How to error check a dragon

That is to say…

How do I go about checking every bit of data that comes into a template, knowing that:

  • I’m too lazy to write a rule for every piece
  • A given data file may not require the same field filled in for every record
  • Extensible is better

Now this should be running headless and that means I’ll probably be filtering out bad records and dumping them separately. My current thought is have a stack of rules to see if a given data thing meets a criteria. Is it blank? Does it have a single double-quote in it (yeah, that’s a thing)? Is a date field a date? Does a number fall in a range? Whatever. Once I check all, or as little if this as possible, turn around and change the field to be something like DATA_EMPTY_FIELD or DATA_BAD_FIELD. The trick would be then I generate all the letters, even the bad.

You’re probably saying you yourself dear reader, “Self, doesn’t that defeat the point of the entire process?” And that’s where they magic happens.

So I can filter the data with a complex rule saying for a given letter and a given field what it has to be.

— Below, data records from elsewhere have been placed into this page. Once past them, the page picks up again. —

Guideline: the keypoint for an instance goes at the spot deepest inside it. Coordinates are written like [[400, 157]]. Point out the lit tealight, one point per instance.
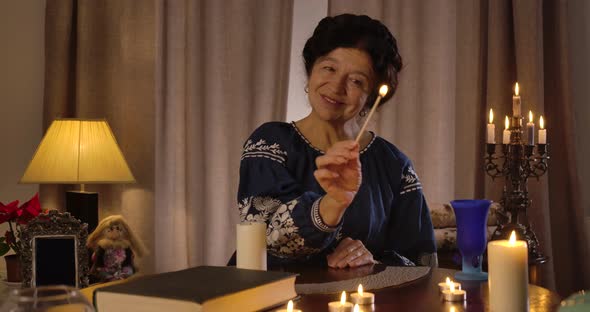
[[289, 308], [340, 306], [361, 297], [453, 294], [447, 285]]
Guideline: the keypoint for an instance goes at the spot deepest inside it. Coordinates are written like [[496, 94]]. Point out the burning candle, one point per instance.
[[289, 308], [506, 132], [530, 127], [542, 132], [491, 129], [447, 285], [508, 274], [340, 306], [453, 294], [361, 297], [516, 101]]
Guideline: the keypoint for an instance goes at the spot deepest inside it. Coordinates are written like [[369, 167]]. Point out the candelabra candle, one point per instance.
[[516, 101], [491, 139], [518, 160], [530, 126], [542, 132], [506, 132]]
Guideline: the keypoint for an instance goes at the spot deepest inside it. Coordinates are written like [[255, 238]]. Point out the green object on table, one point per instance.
[[577, 302]]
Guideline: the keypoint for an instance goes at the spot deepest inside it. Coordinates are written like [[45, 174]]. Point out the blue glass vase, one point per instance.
[[472, 218]]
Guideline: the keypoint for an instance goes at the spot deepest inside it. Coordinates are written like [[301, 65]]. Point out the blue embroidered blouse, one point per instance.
[[389, 213]]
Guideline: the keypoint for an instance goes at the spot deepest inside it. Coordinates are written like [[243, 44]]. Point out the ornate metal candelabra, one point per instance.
[[517, 162]]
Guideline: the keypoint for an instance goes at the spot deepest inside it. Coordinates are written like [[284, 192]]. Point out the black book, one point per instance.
[[204, 288]]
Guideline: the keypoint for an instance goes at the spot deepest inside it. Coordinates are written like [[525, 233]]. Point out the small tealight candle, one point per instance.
[[289, 308], [361, 297], [447, 285], [453, 294], [340, 306]]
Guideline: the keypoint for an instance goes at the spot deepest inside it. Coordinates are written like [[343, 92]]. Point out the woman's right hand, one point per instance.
[[339, 174]]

This would be a terrible amount of filtering, prone to human error, and entirely one off rules. After everything then, each rule would then need to congregate all the different filters ouputs back together to either give single good or bad files and… No, I’m not doing this, I started working a single basic rule for one letter version and only found problems.

I can though, and that’s where we get tricky, is parse PDFs. So I take the data, combine it with the text, make a single PDF. Split the PDF based on a constant, a constant that I put on all first pages of any given letter. We then filter into two branches based on just the words like DATA_BAD or DATA_EMPTY. These PDFs are then recombined and go to either a folder for review for the bad or to print for the good.

The best part is that most of this could turn into subprocesses that could be reused for any letter.

I have to wonder how much of a performance hit this will be and how much work I’m doing to solve a problem that shouldn’t even exist.